Wachtgeldrechten en -uitkeringen voormalige collegeleden

In de begroting 2019 is het totaal van deze categorie wachtgelduitkeringen geraamd op circa € 0,28 miljoen. Als de omvang en de samenstelling van het bestand de komende jaren gelijk blijven, dalen de financiële verplichtingen geleidelijk.

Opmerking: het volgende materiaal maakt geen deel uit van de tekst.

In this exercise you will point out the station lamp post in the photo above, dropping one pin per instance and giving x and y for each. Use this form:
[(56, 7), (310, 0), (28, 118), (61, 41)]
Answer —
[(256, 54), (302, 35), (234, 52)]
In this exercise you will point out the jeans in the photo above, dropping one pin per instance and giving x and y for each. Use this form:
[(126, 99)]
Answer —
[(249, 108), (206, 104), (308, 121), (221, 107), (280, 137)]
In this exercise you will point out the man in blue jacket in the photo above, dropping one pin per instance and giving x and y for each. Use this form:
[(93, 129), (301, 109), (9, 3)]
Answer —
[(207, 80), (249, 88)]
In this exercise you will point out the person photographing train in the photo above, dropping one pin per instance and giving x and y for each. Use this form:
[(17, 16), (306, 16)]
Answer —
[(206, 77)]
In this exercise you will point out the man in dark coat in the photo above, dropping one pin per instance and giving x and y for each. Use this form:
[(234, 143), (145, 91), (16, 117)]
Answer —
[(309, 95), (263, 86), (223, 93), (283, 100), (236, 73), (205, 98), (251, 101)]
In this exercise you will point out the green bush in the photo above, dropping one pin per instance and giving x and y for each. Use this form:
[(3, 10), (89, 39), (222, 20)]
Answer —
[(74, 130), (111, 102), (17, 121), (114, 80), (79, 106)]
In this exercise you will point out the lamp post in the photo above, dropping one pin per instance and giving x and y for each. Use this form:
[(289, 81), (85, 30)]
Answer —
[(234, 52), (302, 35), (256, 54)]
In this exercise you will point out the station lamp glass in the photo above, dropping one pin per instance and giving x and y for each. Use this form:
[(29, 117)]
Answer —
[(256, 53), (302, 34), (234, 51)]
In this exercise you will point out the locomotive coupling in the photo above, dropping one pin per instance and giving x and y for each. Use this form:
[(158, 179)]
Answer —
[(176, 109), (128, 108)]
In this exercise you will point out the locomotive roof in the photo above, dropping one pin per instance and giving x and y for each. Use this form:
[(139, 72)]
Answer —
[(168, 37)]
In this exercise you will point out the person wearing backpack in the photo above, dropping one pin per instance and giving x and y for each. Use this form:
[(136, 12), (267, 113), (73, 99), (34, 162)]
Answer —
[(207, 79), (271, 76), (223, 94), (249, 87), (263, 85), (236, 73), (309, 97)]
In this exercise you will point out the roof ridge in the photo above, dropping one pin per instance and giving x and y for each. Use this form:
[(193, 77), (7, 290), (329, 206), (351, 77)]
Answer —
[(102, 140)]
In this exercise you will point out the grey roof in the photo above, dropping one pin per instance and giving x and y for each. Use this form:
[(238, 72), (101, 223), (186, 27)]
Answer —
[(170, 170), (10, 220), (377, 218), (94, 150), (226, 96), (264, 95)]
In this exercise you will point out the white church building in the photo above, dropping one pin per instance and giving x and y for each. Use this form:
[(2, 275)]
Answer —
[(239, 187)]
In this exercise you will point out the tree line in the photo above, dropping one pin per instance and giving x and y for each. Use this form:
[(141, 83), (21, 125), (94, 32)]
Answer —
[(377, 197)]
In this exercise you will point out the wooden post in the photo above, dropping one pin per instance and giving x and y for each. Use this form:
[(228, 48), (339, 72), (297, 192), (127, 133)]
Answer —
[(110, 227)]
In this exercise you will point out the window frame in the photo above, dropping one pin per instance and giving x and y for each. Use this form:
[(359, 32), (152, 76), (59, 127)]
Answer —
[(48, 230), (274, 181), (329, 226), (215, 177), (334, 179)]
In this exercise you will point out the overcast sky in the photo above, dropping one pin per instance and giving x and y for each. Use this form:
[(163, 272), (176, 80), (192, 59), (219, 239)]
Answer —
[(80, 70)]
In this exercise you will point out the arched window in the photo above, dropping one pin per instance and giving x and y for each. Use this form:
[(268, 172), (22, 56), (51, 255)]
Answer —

De omvang van mogelijke nieuwe wachtgeldaanspraken is niet vooraf in te schatten. Tussentijds vertrek van collegeleden, verkiezingen en resultaten van collegevorming en –wisseling kunnen daarop van invloed zijn. Zo nodig worden de budgetten in de begroting aan de veranderde omstandigheden aangepast. Voor dekking van toekomstige verplichtingen in verband met overlijden is een overlijdensrisicoverzekering afgesloten.

Waardeoverdracht opgebouwde pensioenrechten

Wethouders kunnen de waarde van opgebouwde pensioenaanspraken overdragen. De omvang ervan is afhankelijk van de tijd dat zij wethouder zijn geweest. De mate waarin, en het moment waarop, van de mogelijkheid tot waardeoverdracht gebruik wordt gemaakt, zijn niet te plannen. De omvang van de lopende pensioenaanspraken inventariseren we jaarlijks. De actuele waarde van de pensioenrechten van de zittende en oud-wethouders bedraagt begin 2018 € 3,8 miljoen. Voor risicoafdekking is een overeenkomstige voorziening beschikbaar.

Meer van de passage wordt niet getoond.